Here too, calcareous rock forms a part of the geological Flysch formations, but it is very different from the sediments of the vineyards higher up; emersion at this elevation took place more recently, under different physical conditions producing a completely different result.
The soil at Poggioferro is a darker coffee-colour due to the greater content of brown clays and iron carbonates, referred to as greyish-brown argillite, which may in certain microzones give rise to very deep soils as a result of colluvial phenomena. This is still very different from the clays of the Pliocene, and the carbonates are still large and dense, ranging from greyish blue palombino limestone to more or less pure calcite crystals, which should not be confused with quartzites, in which the principal mineral is silica.
In the Poggioferro area, the soil has a sub-alkaline pH and consists of 8 to 15 % active limestone, continuing to drain well despite the more evident clayey fraction which, however, consists of well-structured high-CSC clays, which give our Sangiovese wines their touch of iron.

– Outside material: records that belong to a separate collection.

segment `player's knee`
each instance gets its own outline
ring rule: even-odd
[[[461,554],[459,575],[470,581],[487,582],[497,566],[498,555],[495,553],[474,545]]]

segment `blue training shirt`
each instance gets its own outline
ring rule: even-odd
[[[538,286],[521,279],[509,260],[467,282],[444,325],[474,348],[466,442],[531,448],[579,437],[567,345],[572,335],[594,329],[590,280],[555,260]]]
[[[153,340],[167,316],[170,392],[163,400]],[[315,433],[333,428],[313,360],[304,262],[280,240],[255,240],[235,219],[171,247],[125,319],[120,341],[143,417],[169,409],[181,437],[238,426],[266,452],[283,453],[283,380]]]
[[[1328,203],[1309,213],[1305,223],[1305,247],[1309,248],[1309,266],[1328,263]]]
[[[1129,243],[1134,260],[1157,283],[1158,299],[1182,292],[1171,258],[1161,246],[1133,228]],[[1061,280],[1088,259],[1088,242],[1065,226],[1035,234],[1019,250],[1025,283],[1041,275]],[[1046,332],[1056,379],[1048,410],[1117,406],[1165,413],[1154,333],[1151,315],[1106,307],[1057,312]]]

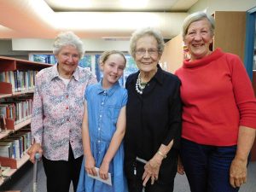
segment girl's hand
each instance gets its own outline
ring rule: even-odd
[[[180,156],[177,157],[177,172],[180,175],[183,175],[185,173],[183,165],[181,161]]]
[[[33,143],[26,153],[30,156],[30,161],[35,163],[35,154],[38,153],[42,156],[43,149],[39,143]]]
[[[103,160],[99,170],[99,174],[101,178],[104,180],[107,180],[108,178],[108,169],[109,169],[109,163],[104,162]]]
[[[88,174],[93,175],[93,176],[97,176],[97,172],[95,169],[95,160],[93,156],[88,156],[85,157],[85,164],[84,164],[84,168],[85,171]]]

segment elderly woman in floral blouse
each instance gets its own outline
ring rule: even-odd
[[[90,72],[79,67],[84,55],[82,41],[73,32],[62,32],[53,45],[58,63],[36,76],[32,136],[28,150],[34,162],[42,154],[48,192],[76,191],[83,160],[81,137],[83,96],[88,84],[96,83]]]

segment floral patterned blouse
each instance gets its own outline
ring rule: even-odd
[[[57,65],[37,74],[31,129],[32,141],[41,144],[48,160],[68,160],[69,143],[74,158],[83,155],[84,94],[94,83],[96,77],[80,67],[67,86],[60,79]]]

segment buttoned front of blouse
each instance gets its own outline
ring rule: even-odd
[[[126,104],[126,101],[119,99],[127,96],[119,84],[116,84],[109,90],[103,90],[101,83],[96,84],[96,91],[91,91],[90,86],[86,90],[85,99],[89,115],[89,132],[91,145],[96,148],[97,155],[106,153],[112,137],[116,131],[116,123],[121,108]],[[113,94],[116,92],[115,94]],[[90,96],[93,95],[93,96]],[[97,104],[99,103],[99,104]],[[96,158],[101,163],[102,158]],[[99,165],[100,166],[100,165]]]
[[[104,90],[101,81],[86,89],[85,99],[87,101],[90,150],[96,160],[96,166],[100,167],[116,131],[120,110],[126,105],[127,91],[119,84],[119,82],[110,89]],[[85,169],[82,168],[78,191],[127,192],[124,173],[124,146],[121,143],[109,164],[108,172],[112,176],[112,186],[88,177]],[[84,161],[86,162],[86,158],[84,158]],[[82,167],[84,166],[84,161],[83,161]]]
[[[42,145],[45,158],[67,160],[69,143],[75,158],[83,154],[84,93],[96,82],[90,72],[79,67],[67,86],[59,78],[57,65],[37,74],[31,126],[32,139]]]

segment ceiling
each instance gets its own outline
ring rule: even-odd
[[[128,38],[144,26],[172,38],[197,1],[0,0],[0,38],[54,38],[67,30],[83,38]]]

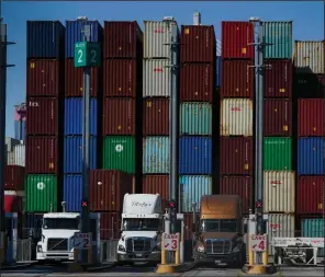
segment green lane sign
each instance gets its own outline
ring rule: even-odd
[[[75,67],[100,67],[100,45],[90,42],[75,44]]]

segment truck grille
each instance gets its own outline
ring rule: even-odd
[[[126,240],[126,252],[150,251],[152,240],[149,238],[132,238]]]
[[[229,240],[205,240],[206,254],[228,254],[232,250]]]
[[[67,239],[48,239],[47,251],[67,251],[68,240]]]

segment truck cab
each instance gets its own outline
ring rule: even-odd
[[[194,215],[195,263],[243,267],[246,244],[240,198],[237,195],[202,196],[199,218]]]

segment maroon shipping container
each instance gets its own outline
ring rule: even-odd
[[[255,58],[254,45],[249,45],[254,43],[254,23],[223,21],[221,35],[222,58]]]
[[[25,168],[5,165],[4,191],[24,191]]]
[[[104,22],[104,58],[142,58],[143,32],[136,21]]]
[[[103,135],[135,135],[135,100],[105,99],[103,106]]]
[[[122,211],[125,194],[133,193],[134,177],[121,171],[90,171],[90,210]]]
[[[57,137],[26,138],[26,173],[58,172],[58,141]]]
[[[222,97],[254,97],[254,61],[223,60],[221,76]]]
[[[213,26],[181,26],[181,62],[214,62],[215,57],[216,41]]]
[[[265,61],[265,97],[292,97],[292,61],[273,59]]]
[[[121,212],[100,213],[100,239],[117,240],[121,230]]]
[[[212,102],[214,68],[212,64],[183,64],[180,68],[180,101]]]
[[[27,99],[27,135],[53,135],[57,136],[58,117],[61,115],[57,99],[30,97]]]
[[[146,99],[143,103],[144,136],[169,135],[169,100]]]
[[[291,100],[265,100],[264,135],[266,137],[292,136]]]
[[[253,175],[253,138],[220,138],[220,173],[223,175]]]
[[[105,97],[136,97],[137,60],[108,59],[103,61],[103,85]]]
[[[33,59],[27,61],[26,95],[57,97],[64,93],[64,68],[59,60]]]
[[[253,208],[253,177],[222,176],[220,178],[220,194],[238,195],[242,199],[242,213],[249,213]]]
[[[324,176],[300,176],[296,189],[299,215],[323,213]]]
[[[324,100],[298,100],[298,136],[325,136],[324,113]]]
[[[76,68],[74,59],[65,61],[65,96],[82,97],[83,95],[83,69]],[[99,90],[99,69],[92,67],[90,69],[90,96],[97,97]]]

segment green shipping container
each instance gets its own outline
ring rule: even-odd
[[[292,21],[264,22],[264,43],[272,44],[265,48],[265,58],[292,58]]]
[[[25,211],[57,211],[57,177],[55,175],[27,175],[25,178]]]
[[[292,139],[281,137],[264,138],[264,170],[292,170]]]
[[[110,136],[104,138],[103,169],[135,173],[135,138]]]

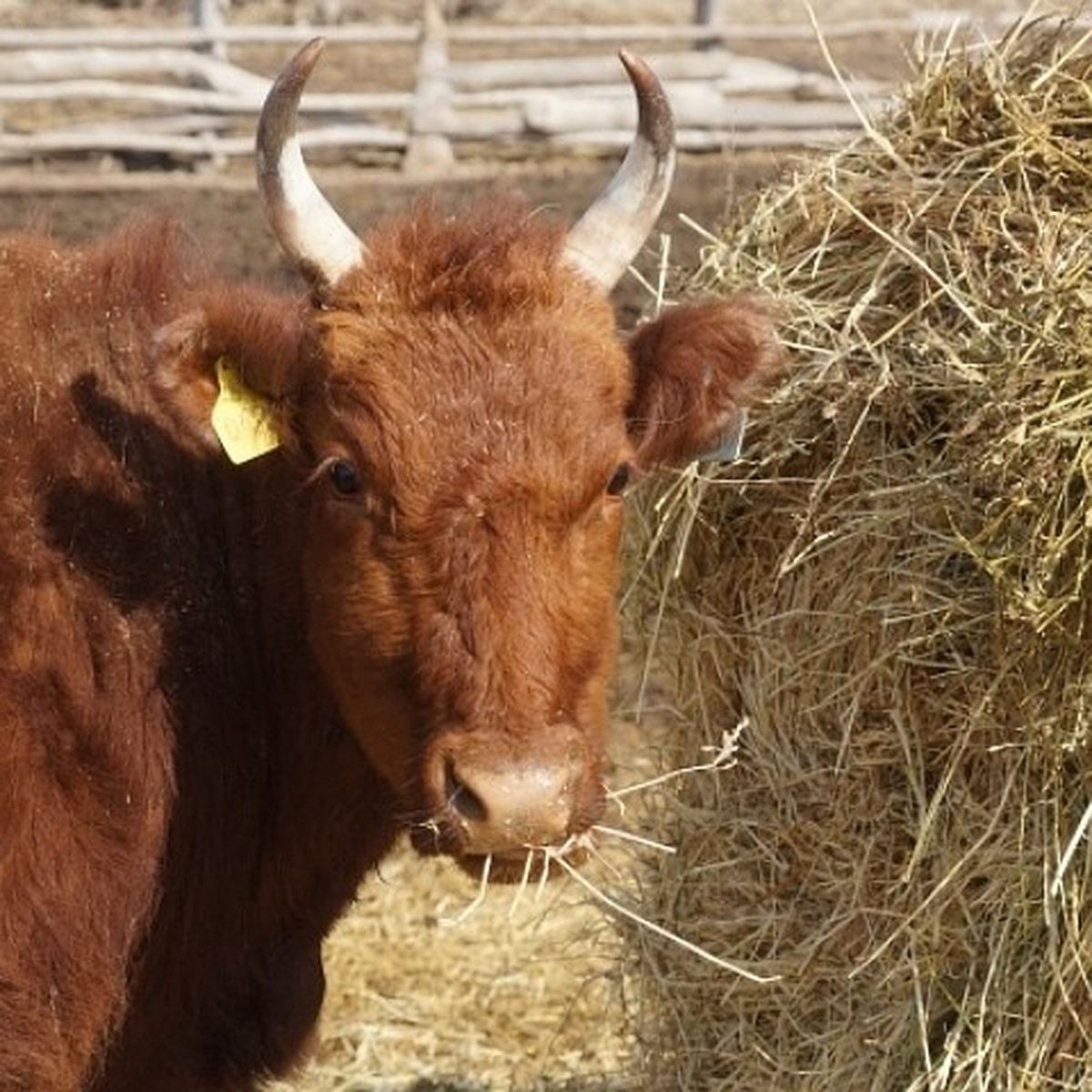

The Sillano formation presents very marked differences in outcropping and morphology, and the relics of greyish white carbonate layers can sometimes be detected, while at other times a flaky clayey mass may be seen which is similar to the famous "scaly clays"; these differences translate into soils in which the skeleton consists of larger, denser limestones, as in the Poggioferro area, or scaly sediments containing varying amounts of clay, as in Pescina. In both of these sediments, the sedimentation environment was marine pelagic (maximum depth of the sea bed 200m, with enough light for marine photosynthesis).